June Gardner, a researcher-in-residence at the lab, presented her work on Nova, a lightweight model of computing that uses rule-based modelling and physical metaphor to bridge the gap between physical media (pen/pencil, notecards/paper) and the programming of digital, electronic computers. The talk covers the basics of Nova as well as its advantages and current development status, as well as some hints at what the future might hold for Nova as a programming language.
Orion Reed, who recently joined the lab to help build GAIOS, collaborated with Christopher Shank on Live Programming in Hostile Territory. The paper and talk argue that live programming research should broaden its purview from the creation of new environments to the augmenting of existing ones and, through a selection of prototypes, explore three adversarial strategies for introducing programmatic capabilities into existing environments which are unfriendly or antagonistic to modification.
Beckett — our exploration of version control inside the Godot game engine — continues apace. We’re pleased to share that Lilith Duncan has joined the team. Lilith is a gamedev and toolmaker, most recently at Unity focused on worldbuilding and environment tools. Lilith and the rest of the team were in-person at GodotFest Munich, and they received a glowing response to various demos of their work-in-progress.
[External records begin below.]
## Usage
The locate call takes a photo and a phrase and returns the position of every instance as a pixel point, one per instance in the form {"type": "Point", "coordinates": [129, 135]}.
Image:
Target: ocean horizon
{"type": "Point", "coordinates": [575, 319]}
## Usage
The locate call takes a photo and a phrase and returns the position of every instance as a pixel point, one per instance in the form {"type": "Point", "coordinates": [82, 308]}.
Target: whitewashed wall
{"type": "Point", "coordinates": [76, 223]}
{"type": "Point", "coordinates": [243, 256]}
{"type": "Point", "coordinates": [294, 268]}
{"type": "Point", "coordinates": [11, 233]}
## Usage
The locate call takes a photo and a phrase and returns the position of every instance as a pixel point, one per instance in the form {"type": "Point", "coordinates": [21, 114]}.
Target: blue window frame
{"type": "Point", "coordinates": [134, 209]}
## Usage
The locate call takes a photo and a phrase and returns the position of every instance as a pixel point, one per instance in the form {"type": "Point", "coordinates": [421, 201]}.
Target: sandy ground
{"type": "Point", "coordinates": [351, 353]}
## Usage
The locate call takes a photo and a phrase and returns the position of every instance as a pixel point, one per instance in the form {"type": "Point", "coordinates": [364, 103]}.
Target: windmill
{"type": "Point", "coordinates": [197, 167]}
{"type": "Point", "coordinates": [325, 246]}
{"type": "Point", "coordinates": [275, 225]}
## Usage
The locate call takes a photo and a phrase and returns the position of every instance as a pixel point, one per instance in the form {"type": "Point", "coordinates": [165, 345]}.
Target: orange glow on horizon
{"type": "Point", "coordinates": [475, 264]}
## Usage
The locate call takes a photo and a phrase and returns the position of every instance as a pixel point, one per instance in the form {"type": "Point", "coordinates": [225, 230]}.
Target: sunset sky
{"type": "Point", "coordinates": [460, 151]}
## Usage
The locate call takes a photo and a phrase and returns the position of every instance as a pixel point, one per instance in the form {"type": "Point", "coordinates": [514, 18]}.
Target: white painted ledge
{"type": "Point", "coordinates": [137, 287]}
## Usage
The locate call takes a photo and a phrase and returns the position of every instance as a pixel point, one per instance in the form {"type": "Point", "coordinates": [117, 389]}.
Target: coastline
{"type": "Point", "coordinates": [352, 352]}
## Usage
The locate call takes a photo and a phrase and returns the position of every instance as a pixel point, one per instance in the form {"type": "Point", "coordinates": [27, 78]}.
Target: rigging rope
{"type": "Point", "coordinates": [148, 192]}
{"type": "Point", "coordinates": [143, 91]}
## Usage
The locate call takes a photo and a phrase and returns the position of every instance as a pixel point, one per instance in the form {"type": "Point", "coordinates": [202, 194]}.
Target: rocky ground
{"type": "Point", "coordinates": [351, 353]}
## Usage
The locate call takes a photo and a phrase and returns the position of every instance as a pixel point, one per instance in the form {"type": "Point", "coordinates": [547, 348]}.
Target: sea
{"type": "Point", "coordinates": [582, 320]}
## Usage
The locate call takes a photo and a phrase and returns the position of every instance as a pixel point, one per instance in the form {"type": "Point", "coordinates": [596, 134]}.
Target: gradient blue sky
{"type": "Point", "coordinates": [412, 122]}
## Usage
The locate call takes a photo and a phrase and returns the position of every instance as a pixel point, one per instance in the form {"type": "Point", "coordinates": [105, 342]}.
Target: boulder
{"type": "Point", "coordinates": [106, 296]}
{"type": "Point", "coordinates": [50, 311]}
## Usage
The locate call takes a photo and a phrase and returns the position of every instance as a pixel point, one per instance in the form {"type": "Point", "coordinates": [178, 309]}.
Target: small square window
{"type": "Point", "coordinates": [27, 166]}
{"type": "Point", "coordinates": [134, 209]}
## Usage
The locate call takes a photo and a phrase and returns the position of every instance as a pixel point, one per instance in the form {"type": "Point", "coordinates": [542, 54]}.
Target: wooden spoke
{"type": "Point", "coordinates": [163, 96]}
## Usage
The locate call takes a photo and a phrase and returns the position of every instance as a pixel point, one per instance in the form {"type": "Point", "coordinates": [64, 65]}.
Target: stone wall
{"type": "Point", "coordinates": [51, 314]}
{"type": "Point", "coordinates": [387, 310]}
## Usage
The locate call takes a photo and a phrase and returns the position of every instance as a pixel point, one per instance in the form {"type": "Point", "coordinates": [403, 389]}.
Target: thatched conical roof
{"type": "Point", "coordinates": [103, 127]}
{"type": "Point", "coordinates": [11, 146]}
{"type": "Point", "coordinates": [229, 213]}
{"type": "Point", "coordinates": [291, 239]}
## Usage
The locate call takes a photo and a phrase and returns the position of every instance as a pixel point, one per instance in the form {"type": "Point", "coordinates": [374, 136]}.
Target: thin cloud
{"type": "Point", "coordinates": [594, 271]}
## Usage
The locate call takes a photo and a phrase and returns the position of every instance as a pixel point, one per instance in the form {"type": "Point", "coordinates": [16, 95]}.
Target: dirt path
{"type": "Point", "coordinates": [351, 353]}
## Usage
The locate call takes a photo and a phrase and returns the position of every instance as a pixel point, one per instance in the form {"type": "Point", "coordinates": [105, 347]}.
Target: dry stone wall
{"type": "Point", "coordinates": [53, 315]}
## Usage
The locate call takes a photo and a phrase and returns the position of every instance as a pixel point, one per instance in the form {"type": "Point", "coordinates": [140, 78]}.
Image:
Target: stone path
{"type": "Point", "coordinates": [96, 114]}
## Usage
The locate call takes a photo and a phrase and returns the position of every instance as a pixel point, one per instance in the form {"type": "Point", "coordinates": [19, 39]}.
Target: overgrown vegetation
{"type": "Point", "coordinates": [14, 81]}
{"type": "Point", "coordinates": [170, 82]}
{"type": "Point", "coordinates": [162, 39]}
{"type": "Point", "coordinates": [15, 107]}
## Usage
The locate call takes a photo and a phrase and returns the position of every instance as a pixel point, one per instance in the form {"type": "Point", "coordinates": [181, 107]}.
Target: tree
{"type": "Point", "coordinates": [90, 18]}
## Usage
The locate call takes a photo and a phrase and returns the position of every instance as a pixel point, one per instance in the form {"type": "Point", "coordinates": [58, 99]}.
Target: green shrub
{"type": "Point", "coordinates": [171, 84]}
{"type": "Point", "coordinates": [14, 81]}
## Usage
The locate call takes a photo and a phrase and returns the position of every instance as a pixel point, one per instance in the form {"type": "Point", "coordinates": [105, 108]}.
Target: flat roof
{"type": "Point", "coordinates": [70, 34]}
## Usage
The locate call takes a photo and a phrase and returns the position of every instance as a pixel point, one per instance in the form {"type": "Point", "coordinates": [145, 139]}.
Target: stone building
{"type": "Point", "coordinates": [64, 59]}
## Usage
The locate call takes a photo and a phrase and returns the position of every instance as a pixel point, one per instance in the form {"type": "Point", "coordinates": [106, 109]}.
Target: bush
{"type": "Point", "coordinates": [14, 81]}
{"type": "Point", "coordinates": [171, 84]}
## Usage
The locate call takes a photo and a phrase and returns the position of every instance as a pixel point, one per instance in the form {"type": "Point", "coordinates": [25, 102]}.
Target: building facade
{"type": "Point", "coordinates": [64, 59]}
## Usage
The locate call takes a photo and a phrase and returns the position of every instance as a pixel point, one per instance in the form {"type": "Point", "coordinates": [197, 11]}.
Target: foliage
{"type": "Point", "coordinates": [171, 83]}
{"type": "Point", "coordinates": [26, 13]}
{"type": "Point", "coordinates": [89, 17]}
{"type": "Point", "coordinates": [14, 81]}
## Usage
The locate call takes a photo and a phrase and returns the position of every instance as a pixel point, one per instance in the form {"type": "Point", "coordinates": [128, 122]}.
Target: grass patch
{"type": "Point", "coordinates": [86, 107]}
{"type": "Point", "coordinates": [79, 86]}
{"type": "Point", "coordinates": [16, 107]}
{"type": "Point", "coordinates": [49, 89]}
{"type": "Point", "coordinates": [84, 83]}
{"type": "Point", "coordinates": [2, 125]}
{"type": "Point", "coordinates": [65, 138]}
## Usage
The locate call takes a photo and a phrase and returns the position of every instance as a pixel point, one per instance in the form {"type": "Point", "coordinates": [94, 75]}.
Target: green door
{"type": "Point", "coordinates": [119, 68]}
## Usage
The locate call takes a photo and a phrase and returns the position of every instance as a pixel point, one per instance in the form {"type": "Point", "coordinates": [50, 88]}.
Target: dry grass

Speaking of work-in-progress, we’ve just published the first Beckett lab note, Version Control for Space and Structure. The note describes our latest findings after working to integrate diff visualizations into the Godot editor viewport and handling various structural changes within Godot scene files. These scene files are stored as text, making it possible to track them with traditional version-control systems (like git), but these systems fail to uphold important structural relationships within the files, leading to broken, unopenable projects. Read the lab note to learn how Beckett overcomes these issues.
We’re also pleased to spotlight two more new people who have joined Ink & Switch as researchers-in-residence. June Gardner, as we mentioned above, is the creator of the Nova programming language. She plans to spend the residency enhancing Nova and improving the tooling and documentation around it. Previously, June created Modal and founded the Nouveau creative computing collective.
Mimi Reyburn is a design-focused engineer and AI researcher, currently working at the NHS to improve information for patients and visualizing their needs. A few of her playfully inspiring personal projects are isthetubef.uk and Inky Calendar (not to be confused with Sketchy Calendar).
Finally, after months of internal brainstorming and iteration, we unveiled a brand-new website for Automerge with a striking visual design created by Todd Matthews and a whizzy interactive demo by Ivan Reese. The new website uses punchy language and illustration to nail down a few key points: what Automerge is for, how you can adopt it, and why it’s worth using. Behind the scenes, the website uses a custom static site generator that Ivan previously created for the Ink & Switch website, designed for rapid iteration and ongoing tailoring to our exact needs. This will increase how quickly and readily we can update the Automerge website and unblock our effort to improve the docs, tutorials, and other resources.
The new Automerge website, in vibrant yellow, with an interactive demo on the home page.